I'm finding that being a UU on active duty was a bit more challenging than I had expected. I wasn't a UU during the 8 years I spent on active duty, and I think I had forgotten how much the attitudes of most soldiers is at odds with the UU outlook on most social issues. There have been more than a few times that I've found myself biting my tongue on hearing a particularly unpleasant comment on homosexuals or women. On one hand I know I should say something - but on the other hand I have to work and live in close proximity with some of the individuals making the remarks, and I'm reluctant to jeopardize good relations with people whom my life very well may depend on. It's a very awkward position, and I'm honestly not sure how best to deal with it. I love the Army and I am proud of my service and the service of my comrades, but at the same time I am reminded on almost a daily basis on why there are so few UUs (or just "progressives" in general) in the military. (I am perfectly open on my positions regarding the environment however, and I was quickly dubbed the unit "tree-hugger" which I consider to be something of a badge of honor.)

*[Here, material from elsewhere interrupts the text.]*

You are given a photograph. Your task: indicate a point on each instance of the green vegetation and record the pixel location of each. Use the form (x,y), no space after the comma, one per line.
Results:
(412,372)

I'm curious on how UU Chaplains address the issues of homophobia and sexism in the military - or if they even do address them. Both in many ways are endemic in military culture (especially the former) and while officially they are not tolerated, everyone knows how most people feel about the subjects. I think sexism is much less of a problem than in the past, and has become more "underground", but few people even attempt to hide their homophobia - and given the fact that homosexuals are not allowed to serve openly, there really is no-one to complain and file charges of harassment or discrimination. Are social justice issues things that can be addressed in a UU Chaplains sermon? Or are they too "political" for a Chaplain?
Does anyone know if there are any UU Chaplains deployed over here currently?
SGT Adrian Gunn
Camp Bucca, Iraq
P.S. I've attached a photo of my team and I - I'm the short bald guy in the middle!